Napoli

 

Meno fondi, servizi sanitari ridotti e un'aspettativa di vita di tre anni inferiore rispetto al Nord. È la fotografia drammatica della sanità in Campania scattata dall'ultimo report della Fondazione Gimbe, che accende i riflettori sullo squilibrio nella ripartizione dei finanziamenti e le sue conseguenze sulla salute dei cittadini. Un divario che, secondo l'analisi, costringe le regioni del Mezzogiorno a un paradosso: "I cittadini hanno un'assistenza peggiore e pagano tasse più alte".

Il nodo dei finanziamenti: la Campania è la più penalizzata

Il primo problema riguarda il Fondo Sanitario Nazionale, punto sul quale il governatore uscente Vincenzo De Luca ha spesso insistito nel corso di questi ultimi dieci anni per sottolineare la grave disparità di trattamento destinata alla regione Campania nel riparto dei soldi. Nonostante le risorse siano aumentate dai 125,4 miliardi del 2022 ai 136,5 previsti per il 2025, la ripartizione resta "profondamente iniqua". I criteri, solo recentemente rivisti, continuano a privilegiare le regioni con una popolazione più anziana, lasciando indietro quelle più giovani.

I numeri parlano chiaro. Nel 2024, la spesa pro-capite in Liguria è stata di 2.261 euro, mentre in Campania è scesa a 2.135 euro, la più bassa in Italia. Seguono, a sorpresa, Lombardia (2.154 euro), Lazio (2.164) e Sicilia (2.166). In valori assoluti, il divario si traduce in un taglio di 256,5 milioni di euro per la Campania.

«Senza un deciso rifinanziamento, il divario tra stima di spesa e risorse allocate costringerà le regioni a scelte dolorose: ridurre i servizi o aumentare la pressione fiscale», avverte il presidente Gimbe, Nino Cartabellotta.

Livelli Essenziali di Assistenza: la "cartina di tornasole" della mobilità

Un paradosso emerge dall'analisi sui Livelli Essenziali di Assistenza (Lea). Nonostante la Campania abbia superato gli esami sui Lea nel 2023 – un traguardo raggiunto solo da 13 regioni – rimane intrappolata nel Piano di rientro, con un ricorso ancora in attesa di verifica al Tar.

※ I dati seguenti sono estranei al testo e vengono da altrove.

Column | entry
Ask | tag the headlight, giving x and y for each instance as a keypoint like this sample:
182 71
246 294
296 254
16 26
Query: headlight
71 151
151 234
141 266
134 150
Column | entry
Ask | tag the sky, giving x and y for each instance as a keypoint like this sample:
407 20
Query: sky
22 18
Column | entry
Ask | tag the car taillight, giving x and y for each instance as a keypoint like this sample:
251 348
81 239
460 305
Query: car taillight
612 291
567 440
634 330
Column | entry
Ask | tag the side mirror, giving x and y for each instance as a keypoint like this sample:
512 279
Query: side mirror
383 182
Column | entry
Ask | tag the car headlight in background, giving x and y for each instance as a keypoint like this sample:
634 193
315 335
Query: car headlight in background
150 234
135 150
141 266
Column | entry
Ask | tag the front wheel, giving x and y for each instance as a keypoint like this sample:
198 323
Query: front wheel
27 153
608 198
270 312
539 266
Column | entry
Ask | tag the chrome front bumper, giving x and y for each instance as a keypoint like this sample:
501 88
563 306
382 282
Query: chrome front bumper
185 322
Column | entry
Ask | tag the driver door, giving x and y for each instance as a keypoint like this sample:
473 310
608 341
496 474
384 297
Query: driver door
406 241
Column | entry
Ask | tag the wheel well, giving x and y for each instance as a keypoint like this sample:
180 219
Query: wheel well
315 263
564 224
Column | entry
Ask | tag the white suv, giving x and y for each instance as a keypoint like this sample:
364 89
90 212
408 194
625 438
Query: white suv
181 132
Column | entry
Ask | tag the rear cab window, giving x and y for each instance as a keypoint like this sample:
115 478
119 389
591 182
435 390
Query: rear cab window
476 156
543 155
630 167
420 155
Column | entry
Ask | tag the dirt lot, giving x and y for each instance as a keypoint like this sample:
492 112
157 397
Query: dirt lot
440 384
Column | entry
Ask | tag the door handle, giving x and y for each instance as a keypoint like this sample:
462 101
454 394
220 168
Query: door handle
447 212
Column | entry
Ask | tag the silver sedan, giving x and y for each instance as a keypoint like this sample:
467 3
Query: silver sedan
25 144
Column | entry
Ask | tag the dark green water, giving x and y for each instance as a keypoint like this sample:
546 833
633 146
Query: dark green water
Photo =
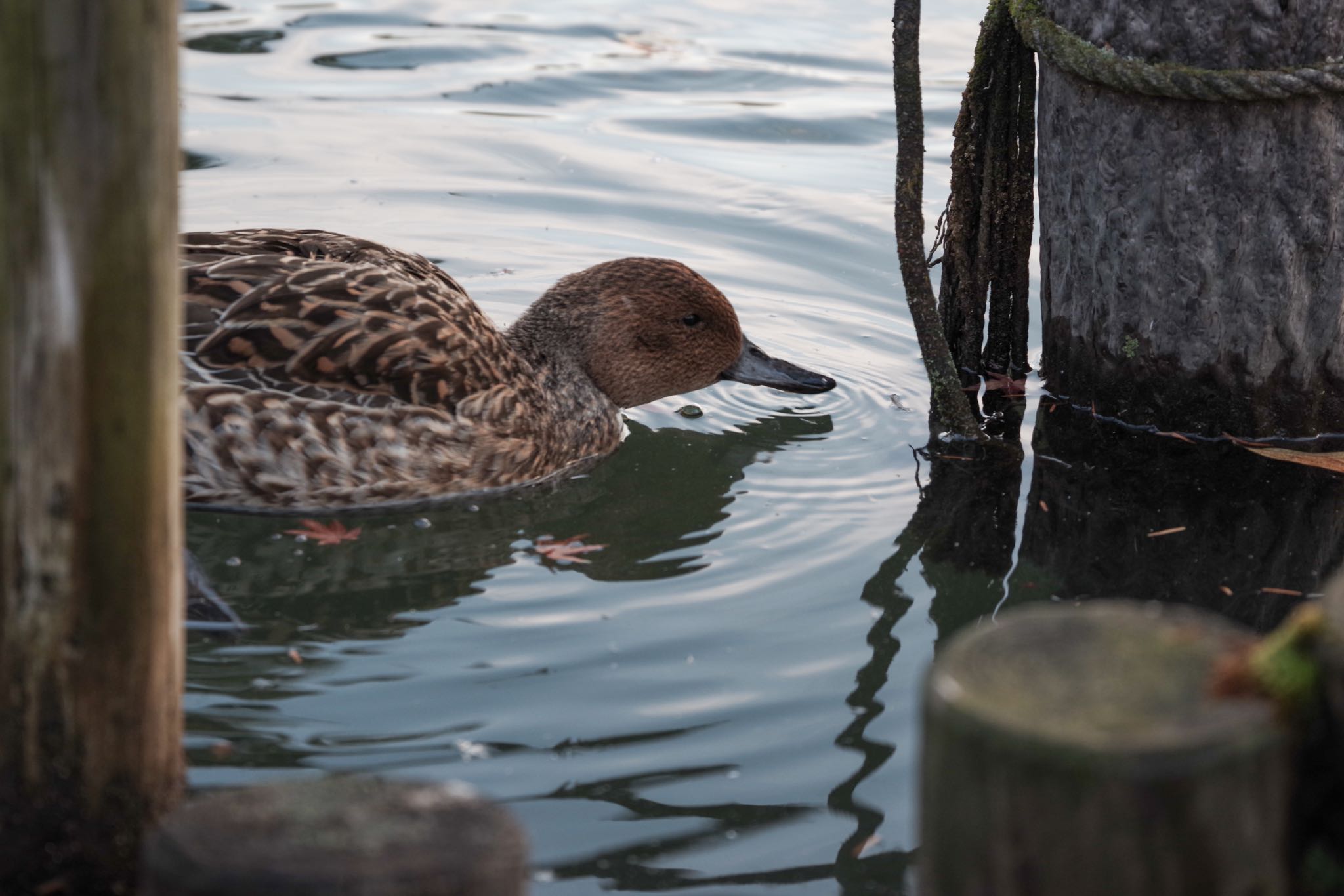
726 697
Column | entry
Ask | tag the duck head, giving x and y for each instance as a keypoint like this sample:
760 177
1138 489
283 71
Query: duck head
647 328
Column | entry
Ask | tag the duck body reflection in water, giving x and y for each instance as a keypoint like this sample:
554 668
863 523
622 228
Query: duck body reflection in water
331 371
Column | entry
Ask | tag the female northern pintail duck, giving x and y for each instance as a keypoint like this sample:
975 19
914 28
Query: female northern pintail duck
329 371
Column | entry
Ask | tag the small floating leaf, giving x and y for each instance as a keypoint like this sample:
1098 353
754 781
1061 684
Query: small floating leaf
1332 461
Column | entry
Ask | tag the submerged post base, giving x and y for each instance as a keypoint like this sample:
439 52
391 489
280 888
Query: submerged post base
335 837
1073 751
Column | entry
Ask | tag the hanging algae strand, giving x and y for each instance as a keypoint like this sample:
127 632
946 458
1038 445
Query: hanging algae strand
987 229
949 402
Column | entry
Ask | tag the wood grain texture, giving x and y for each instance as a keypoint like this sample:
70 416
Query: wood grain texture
1076 751
91 508
1192 255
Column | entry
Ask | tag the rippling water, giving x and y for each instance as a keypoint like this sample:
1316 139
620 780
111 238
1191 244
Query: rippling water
726 697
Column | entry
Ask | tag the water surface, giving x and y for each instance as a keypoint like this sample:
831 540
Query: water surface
724 699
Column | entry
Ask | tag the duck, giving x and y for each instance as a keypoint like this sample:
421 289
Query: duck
327 371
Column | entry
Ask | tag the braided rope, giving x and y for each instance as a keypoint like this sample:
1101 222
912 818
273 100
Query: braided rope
1127 74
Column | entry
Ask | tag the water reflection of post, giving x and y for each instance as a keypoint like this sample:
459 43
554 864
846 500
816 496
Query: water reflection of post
964 534
1253 527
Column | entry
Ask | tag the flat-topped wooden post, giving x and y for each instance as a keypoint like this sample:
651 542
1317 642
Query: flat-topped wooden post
342 836
91 451
1078 751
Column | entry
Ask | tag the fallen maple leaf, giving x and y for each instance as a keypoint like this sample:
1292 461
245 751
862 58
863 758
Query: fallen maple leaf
1332 461
565 550
332 533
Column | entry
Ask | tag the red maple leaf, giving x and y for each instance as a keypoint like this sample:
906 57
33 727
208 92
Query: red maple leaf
566 550
332 533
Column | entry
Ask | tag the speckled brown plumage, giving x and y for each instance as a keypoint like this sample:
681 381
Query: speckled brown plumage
329 371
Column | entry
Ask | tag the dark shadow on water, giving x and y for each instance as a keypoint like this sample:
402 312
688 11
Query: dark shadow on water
245 42
1096 493
1250 523
408 58
432 558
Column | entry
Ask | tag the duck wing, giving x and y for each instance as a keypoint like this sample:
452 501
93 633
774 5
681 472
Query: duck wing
328 316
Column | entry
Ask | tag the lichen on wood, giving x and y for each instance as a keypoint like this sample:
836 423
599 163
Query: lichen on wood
1208 233
949 403
91 508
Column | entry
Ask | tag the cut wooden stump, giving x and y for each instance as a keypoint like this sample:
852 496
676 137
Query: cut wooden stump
335 837
1073 751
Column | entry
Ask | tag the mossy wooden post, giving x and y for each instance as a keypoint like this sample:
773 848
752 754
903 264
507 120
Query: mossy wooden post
335 837
1191 251
91 510
1077 751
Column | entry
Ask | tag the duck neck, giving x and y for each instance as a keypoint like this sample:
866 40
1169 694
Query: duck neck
554 346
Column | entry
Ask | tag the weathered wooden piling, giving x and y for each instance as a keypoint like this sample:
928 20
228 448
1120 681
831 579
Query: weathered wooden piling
91 510
1073 751
333 837
1190 250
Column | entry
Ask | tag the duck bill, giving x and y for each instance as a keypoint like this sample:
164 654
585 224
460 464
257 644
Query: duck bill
757 369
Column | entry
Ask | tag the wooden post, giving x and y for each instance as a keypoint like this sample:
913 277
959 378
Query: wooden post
335 837
91 510
1097 493
1077 751
1192 253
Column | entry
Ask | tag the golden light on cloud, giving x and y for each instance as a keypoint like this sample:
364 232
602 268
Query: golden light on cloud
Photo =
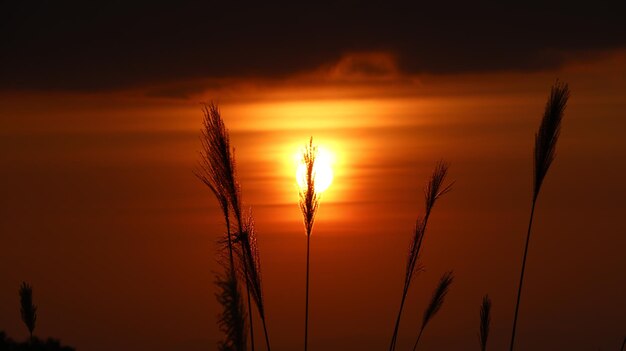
322 169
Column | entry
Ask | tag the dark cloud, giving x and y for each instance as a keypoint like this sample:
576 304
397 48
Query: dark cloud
59 45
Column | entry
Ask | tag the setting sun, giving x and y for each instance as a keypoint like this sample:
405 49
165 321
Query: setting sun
322 170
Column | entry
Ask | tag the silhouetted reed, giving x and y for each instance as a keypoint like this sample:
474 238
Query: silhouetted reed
545 148
309 202
217 170
27 308
232 320
433 191
249 256
435 304
485 321
34 343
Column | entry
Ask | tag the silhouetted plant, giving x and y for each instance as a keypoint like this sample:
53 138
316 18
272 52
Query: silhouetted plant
33 344
545 148
249 256
309 202
433 191
27 308
485 321
435 304
217 171
232 320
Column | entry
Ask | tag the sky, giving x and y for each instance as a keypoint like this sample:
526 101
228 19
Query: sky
100 117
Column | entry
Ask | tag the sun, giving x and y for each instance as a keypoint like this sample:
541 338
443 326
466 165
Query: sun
322 170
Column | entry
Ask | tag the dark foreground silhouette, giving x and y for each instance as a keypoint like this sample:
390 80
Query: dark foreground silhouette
8 344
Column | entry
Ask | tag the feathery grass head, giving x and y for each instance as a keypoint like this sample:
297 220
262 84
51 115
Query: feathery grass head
548 133
309 198
416 242
485 321
216 168
250 259
438 297
435 189
232 319
27 308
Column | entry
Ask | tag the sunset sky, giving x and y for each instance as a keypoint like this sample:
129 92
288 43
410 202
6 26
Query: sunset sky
100 117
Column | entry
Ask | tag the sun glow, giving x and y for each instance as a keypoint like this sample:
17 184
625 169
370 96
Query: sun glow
322 170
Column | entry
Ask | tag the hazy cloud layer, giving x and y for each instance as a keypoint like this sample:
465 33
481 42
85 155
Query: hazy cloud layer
116 45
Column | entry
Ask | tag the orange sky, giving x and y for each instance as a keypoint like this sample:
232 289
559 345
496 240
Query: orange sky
101 213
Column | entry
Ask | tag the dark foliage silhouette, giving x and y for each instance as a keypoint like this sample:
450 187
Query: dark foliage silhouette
33 344
249 257
27 308
545 148
433 191
435 304
485 321
232 320
309 202
217 171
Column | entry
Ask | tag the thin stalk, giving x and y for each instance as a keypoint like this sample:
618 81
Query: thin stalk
394 338
521 279
395 329
245 272
267 338
306 310
418 339
250 315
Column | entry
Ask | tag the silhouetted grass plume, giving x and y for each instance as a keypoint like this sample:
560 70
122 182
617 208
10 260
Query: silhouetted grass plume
485 321
232 320
545 148
309 202
435 304
433 191
32 344
217 170
27 308
249 256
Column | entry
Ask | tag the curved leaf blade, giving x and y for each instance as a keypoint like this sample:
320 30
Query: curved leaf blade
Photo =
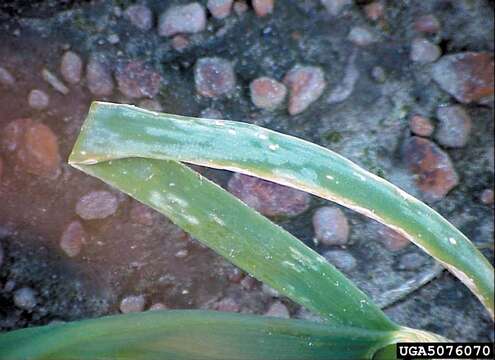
191 335
116 131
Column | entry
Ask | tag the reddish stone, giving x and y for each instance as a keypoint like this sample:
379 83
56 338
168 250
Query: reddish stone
35 146
392 240
468 76
268 198
435 174
427 24
73 238
306 84
263 7
421 126
136 80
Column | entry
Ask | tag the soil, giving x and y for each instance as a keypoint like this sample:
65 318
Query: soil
124 257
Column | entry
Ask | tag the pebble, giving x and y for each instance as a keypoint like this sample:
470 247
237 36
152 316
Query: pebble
468 76
38 99
140 16
71 67
434 172
378 74
263 7
98 77
6 78
54 81
267 93
151 105
361 36
411 261
487 197
427 24
180 42
268 198
220 9
341 259
157 306
133 303
279 310
190 18
25 298
136 80
214 77
374 11
455 126
73 238
335 7
227 305
306 84
391 239
240 7
210 113
35 146
331 226
419 125
424 51
97 205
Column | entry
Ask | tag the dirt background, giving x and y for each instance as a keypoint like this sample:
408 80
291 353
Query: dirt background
124 258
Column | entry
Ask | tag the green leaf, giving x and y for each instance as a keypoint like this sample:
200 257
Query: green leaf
191 335
116 131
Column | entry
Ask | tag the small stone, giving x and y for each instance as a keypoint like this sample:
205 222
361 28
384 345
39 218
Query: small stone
335 7
151 105
220 9
54 81
341 259
331 226
6 78
306 84
140 16
455 126
97 205
421 126
468 76
190 18
391 240
73 238
267 93
378 74
374 11
427 24
38 99
411 261
214 77
210 113
240 7
157 306
227 305
136 80
361 36
270 291
133 303
25 298
98 77
434 173
71 67
279 310
268 198
487 197
423 51
180 42
35 146
263 7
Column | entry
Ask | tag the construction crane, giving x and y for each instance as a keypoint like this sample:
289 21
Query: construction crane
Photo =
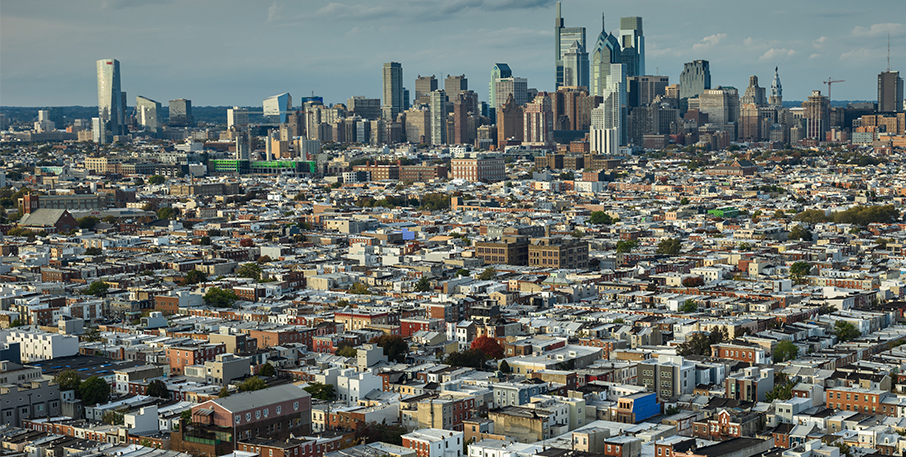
830 82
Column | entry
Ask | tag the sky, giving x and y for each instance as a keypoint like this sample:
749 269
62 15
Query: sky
238 52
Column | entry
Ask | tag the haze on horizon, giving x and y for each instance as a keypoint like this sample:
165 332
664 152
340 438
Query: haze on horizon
232 52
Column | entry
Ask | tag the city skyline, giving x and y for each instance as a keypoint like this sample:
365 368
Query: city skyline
458 38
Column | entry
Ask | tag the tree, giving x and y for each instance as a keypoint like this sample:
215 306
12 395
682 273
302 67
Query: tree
799 233
359 288
253 383
488 346
94 391
799 270
395 348
689 306
220 298
626 246
487 274
68 380
249 270
468 358
195 277
846 331
600 218
158 388
423 285
267 370
346 350
87 222
669 246
97 288
321 391
785 350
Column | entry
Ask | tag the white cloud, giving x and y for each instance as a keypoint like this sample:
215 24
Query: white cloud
709 41
876 30
774 54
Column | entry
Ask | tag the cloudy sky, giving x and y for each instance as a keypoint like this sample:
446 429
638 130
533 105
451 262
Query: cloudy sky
238 52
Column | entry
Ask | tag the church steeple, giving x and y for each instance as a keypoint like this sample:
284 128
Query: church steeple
776 99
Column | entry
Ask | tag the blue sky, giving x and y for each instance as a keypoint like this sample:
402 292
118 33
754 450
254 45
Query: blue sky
238 52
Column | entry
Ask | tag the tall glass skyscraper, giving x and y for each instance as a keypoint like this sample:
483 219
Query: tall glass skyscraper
393 90
111 106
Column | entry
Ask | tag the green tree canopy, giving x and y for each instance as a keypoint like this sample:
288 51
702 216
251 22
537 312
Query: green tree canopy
600 218
68 380
669 246
320 391
785 350
97 288
94 391
220 298
253 383
846 331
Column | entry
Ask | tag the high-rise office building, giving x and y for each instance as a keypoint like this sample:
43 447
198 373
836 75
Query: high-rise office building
564 37
890 92
606 52
575 66
237 117
538 120
438 107
776 99
424 85
367 108
695 78
393 90
181 113
453 85
644 89
148 113
632 44
500 70
816 115
754 93
276 107
111 106
518 87
608 120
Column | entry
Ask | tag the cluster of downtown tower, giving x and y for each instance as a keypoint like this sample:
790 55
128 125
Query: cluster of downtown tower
603 100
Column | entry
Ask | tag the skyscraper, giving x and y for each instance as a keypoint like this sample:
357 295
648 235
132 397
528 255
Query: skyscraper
575 66
276 107
695 78
776 99
111 106
438 106
393 90
148 112
890 92
606 52
181 113
632 42
564 37
500 70
453 85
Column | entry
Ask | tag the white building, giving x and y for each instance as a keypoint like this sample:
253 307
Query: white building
432 442
34 346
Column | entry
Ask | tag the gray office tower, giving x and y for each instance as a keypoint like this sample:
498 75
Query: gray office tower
111 100
632 40
695 78
393 90
564 38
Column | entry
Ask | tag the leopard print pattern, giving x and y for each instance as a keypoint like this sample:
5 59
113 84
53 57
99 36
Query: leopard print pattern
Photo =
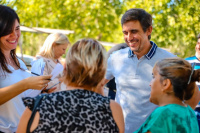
74 111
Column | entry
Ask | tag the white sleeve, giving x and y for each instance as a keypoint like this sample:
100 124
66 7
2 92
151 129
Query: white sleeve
109 71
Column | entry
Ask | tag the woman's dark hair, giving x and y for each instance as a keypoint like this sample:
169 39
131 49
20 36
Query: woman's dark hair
7 20
181 75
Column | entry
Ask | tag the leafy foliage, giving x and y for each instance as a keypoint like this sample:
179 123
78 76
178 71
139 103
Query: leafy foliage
175 22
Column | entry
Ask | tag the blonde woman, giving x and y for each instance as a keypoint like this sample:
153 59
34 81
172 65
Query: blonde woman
79 109
53 48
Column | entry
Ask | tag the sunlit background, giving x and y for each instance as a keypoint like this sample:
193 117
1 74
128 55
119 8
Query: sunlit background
176 23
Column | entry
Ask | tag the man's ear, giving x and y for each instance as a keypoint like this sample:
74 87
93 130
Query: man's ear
167 86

La vera "cartina di tornasole" della disparità, sottolinea il report, è la mobilità sanitaria. Nel 2022, questo fenomeno ha superato i 5 miliardi di euro. Emilia-Romagna, Lombardia e Veneto hanno incassato il 94,1% del saldo attivo, mentre il 78,8% del saldo passivo (i cittadini che devono migrare per curarsi) si concentra in cinque regioni del Sud – Abruzzo, Calabria, Campania, Puglia, Sicilia – e nel Lazio.

Aspettativa di vita: in Campania si vive 3 anni in meno

Il capitolo più spinoso è quello sull'aspettativa di vita. Le stime Istat per il 2024 indicano una media nazionale di 83,4 anni, ma con un divario Nord-Sud marcato: si va dagli 84,7 anni della provincia di Trento agli 81,7 della Campania. Un gap di 3 anni che suona come un durissimo indicatore della qualità del servizio.

«È un drammatico segnale – commenta Cartabellotta – che testimonia la bassa qualità dei servizi sanitari del Sud, dove i cittadini vivono una sanità peggiore, devono spendere per curarsi altrove e pagano tasse più alte».

La corsa del "privato puro"

A crescere, intanto, è il ricorso al privato. Non quello accreditato, ma il cosiddetto "privato puro". I dati del Ministero della Salute rivelano che, tra il 2016 e il 2023, la spesa delle famiglie presso queste strutture è esplosa, aumentando del 137%, da 3,05 a 7,23 miliardi di euro. Un segnale di un malessere del Sistema Sanitario Nazionale che, al Sud, mostra le sue crepe più profonde.